Eve girdi, kapı eşiğinde duran mumları yaktı ve dışarıdan getirdiği odunları şöminenin içine attı. Alt kısmına çalı çırpı dizdi ve çakmak taşı ile tutuşturdu. Gündüzler ne kadar sıcak olursa olsun, geceleri aynı şekilde soğuk oluyordu Gizon köyünde. Ev şimdi daha aydınlık ve sıcaktı. Girişin hemen yanında bir çalışma masası ve üstünde el yapımı malzemeler bulunuyordu. Bu malzemelerin çoğu babasından kalma malzemelerdi. Diğer tarafta rahat olmayan bir yatak ve sehpa duruyordu. Girişin hemen karşısında anne ve babasından kalma bir kitaplık bulunuyordu. Aaron, okumayı bu kitaplardan öğrenmişti. Ev tamamen ahşap, sadece ateş yakmak için bulunan şöminenin etrafı taşlarla döşeliydi. Duvarlarda asılı olan mumlar etrafı çok aydınlatmasa da loş bir ortam yaratıyorlardı. Aaron oldu olası aydınlıktan hoşlanmazdı zaten, karanlık onun dostu gibiydi.
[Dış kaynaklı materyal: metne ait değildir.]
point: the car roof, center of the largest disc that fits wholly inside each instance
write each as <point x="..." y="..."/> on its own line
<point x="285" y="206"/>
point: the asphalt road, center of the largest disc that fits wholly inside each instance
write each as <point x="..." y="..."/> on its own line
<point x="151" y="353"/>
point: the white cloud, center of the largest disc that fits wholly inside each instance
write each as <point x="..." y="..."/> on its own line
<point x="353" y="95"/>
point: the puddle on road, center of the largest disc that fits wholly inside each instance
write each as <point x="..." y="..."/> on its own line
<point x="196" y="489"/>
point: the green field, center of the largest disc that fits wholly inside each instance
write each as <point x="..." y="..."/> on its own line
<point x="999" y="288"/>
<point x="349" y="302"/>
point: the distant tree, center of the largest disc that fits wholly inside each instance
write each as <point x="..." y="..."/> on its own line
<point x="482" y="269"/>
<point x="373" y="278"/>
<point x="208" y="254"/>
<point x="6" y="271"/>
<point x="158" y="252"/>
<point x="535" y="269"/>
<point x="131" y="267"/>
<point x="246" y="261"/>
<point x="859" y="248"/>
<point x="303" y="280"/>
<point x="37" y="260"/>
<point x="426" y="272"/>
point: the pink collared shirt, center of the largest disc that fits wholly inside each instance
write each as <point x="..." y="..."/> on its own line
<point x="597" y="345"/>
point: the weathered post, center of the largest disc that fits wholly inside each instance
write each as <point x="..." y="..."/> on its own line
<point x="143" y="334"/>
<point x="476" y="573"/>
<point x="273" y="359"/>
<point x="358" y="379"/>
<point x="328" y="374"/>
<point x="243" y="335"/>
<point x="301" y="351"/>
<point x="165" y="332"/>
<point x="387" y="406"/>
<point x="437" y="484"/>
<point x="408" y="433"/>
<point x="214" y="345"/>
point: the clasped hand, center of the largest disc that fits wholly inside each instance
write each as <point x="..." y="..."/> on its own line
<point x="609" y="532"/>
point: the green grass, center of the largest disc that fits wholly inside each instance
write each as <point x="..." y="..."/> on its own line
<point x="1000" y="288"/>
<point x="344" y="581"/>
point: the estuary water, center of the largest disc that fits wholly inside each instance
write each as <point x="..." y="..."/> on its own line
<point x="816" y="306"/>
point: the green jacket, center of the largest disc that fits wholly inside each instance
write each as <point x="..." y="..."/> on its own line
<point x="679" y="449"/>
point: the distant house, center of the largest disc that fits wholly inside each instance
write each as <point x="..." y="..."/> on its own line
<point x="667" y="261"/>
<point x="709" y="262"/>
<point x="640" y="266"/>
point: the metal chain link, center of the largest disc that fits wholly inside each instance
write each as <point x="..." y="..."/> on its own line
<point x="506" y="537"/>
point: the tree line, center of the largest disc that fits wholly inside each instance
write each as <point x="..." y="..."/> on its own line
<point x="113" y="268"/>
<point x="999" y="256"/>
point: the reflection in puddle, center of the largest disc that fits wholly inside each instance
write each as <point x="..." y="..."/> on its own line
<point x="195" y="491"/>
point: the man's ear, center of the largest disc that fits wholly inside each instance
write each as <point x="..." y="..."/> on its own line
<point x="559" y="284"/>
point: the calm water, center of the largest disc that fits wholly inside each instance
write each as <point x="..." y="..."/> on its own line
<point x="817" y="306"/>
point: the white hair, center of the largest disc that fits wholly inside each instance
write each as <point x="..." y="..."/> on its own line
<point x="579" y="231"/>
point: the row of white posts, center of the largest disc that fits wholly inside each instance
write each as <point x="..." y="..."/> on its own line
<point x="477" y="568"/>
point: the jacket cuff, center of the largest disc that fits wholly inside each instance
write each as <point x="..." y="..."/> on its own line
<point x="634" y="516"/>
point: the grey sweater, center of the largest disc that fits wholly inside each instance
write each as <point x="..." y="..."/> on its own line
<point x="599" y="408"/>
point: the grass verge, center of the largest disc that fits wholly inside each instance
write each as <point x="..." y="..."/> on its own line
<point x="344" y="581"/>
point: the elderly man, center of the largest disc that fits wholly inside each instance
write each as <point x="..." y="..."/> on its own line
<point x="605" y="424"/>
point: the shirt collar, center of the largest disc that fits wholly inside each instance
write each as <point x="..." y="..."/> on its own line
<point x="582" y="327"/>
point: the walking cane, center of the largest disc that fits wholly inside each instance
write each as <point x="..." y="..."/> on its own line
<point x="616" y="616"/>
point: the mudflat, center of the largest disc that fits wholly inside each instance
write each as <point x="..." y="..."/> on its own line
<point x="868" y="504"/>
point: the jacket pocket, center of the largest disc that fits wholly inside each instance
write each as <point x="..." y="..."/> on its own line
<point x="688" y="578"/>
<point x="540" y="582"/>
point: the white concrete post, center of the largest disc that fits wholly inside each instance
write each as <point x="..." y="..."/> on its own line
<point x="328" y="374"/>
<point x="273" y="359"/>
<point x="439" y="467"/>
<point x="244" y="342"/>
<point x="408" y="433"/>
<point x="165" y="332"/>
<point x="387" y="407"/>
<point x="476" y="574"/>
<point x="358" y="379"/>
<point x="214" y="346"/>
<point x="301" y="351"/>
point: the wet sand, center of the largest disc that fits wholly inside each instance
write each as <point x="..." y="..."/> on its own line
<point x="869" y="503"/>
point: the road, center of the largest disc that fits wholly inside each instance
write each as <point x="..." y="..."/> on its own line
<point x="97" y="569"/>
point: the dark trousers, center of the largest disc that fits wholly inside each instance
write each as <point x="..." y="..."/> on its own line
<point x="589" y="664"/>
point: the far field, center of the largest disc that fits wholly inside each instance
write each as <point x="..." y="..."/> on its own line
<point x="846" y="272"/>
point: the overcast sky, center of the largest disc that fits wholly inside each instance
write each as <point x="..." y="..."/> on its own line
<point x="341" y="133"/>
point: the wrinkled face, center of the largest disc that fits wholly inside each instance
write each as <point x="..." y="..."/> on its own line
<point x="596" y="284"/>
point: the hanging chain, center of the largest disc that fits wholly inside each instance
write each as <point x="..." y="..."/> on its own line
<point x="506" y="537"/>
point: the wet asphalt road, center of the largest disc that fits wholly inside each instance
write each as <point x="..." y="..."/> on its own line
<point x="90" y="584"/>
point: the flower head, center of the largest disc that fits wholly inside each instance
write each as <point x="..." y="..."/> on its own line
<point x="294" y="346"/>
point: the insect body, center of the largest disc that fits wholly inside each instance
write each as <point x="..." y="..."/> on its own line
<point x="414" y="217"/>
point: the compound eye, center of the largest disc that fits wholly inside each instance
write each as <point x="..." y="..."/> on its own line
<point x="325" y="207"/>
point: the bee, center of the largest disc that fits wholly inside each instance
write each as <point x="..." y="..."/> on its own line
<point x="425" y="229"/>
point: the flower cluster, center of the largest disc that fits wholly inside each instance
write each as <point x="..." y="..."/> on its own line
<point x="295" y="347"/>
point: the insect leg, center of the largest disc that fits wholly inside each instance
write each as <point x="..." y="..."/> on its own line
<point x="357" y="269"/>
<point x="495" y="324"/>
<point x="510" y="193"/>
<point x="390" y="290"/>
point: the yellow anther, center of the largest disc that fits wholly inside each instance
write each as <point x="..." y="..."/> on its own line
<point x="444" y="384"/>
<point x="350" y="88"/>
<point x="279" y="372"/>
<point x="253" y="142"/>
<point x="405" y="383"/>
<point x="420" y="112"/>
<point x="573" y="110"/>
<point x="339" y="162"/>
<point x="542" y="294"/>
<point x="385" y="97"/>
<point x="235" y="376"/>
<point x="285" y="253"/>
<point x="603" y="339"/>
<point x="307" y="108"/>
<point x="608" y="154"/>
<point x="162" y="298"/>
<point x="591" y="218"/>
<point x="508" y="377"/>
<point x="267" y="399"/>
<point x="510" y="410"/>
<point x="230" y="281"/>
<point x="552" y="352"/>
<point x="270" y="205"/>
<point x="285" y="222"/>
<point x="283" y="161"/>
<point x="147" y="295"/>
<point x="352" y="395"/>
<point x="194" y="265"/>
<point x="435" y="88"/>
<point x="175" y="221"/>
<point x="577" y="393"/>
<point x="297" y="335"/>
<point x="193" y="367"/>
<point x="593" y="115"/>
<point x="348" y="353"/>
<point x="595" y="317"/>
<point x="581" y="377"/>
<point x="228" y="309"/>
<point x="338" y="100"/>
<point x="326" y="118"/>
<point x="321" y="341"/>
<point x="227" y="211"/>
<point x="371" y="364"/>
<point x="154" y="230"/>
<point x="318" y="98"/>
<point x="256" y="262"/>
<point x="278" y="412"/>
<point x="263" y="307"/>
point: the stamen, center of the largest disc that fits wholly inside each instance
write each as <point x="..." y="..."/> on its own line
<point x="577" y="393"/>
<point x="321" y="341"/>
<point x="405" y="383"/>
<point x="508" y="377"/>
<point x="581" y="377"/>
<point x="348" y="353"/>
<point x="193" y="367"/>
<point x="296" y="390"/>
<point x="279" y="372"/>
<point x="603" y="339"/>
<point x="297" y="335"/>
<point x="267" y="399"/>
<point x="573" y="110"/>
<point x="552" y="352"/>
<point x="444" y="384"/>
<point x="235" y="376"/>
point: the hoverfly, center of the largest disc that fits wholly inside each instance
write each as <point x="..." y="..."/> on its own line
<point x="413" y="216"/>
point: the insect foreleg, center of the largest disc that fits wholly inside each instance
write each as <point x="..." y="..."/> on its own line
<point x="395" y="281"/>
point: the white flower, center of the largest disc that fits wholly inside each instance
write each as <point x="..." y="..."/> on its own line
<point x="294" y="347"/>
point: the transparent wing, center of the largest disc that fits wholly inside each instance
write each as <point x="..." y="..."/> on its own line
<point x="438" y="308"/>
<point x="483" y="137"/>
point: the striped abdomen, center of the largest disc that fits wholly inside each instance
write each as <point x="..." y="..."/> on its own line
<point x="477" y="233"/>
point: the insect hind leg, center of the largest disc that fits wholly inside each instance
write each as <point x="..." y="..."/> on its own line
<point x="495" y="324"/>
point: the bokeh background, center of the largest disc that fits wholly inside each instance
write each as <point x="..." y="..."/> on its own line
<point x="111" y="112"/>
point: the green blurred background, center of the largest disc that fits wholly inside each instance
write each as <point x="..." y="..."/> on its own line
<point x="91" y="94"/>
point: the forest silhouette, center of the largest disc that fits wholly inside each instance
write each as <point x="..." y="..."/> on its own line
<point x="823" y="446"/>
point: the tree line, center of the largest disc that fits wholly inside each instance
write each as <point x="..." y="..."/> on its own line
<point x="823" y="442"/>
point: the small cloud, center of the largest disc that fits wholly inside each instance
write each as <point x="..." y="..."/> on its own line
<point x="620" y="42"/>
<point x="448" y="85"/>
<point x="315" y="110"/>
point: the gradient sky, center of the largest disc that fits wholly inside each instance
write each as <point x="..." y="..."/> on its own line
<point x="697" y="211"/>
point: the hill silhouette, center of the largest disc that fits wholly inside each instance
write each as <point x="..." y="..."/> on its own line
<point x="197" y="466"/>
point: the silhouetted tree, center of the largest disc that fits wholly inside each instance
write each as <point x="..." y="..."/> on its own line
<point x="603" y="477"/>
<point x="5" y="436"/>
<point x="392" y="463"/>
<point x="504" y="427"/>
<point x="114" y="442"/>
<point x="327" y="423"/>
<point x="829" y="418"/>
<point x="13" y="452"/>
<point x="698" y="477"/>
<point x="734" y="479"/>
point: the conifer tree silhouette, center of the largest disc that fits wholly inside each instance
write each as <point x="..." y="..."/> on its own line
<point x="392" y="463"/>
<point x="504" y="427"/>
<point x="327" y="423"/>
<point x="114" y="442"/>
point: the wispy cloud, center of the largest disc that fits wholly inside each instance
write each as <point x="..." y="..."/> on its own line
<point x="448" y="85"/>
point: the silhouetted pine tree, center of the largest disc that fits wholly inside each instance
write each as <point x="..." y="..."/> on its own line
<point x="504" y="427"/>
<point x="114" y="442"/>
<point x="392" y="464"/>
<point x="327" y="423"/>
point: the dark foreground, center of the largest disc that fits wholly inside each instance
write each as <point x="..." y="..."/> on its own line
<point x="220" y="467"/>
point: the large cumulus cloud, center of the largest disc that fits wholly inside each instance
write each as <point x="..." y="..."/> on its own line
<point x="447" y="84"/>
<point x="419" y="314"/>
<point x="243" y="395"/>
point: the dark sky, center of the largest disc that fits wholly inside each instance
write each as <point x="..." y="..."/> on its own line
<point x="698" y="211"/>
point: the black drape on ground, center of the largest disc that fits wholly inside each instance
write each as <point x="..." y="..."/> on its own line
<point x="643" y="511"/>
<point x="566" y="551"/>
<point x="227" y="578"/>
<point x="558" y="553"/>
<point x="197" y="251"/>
Aaron ateşi yaktıktan sonra yatağa uzandı fakat uyuyamadı. Aklında sadece bir şey vardı. Birbirine ikiz gibi benzeyen iki kadın… Acaba bir daha görebilecek miydi onu? Hafızalarını canlandıran bu kadını bir daha görebilecek miydi? Bir daha gelecek miydi bu köye? Altınlarla beraber Gina da gelecek miydi bu köye? Prenses Gina'nın kalasın üzerinde durduğu süre saatler sürmüş gibi geliyordu Aaron'a. Prenses anlık olarak o kadar kişi içerisinden sanki Aaron'ı seçmişçesine anlık olarak ona bakmış ve gülümsemişti. Aaron'ın midesi bulanmıştı adeta. Bu gözler Gina'ya ait değildi.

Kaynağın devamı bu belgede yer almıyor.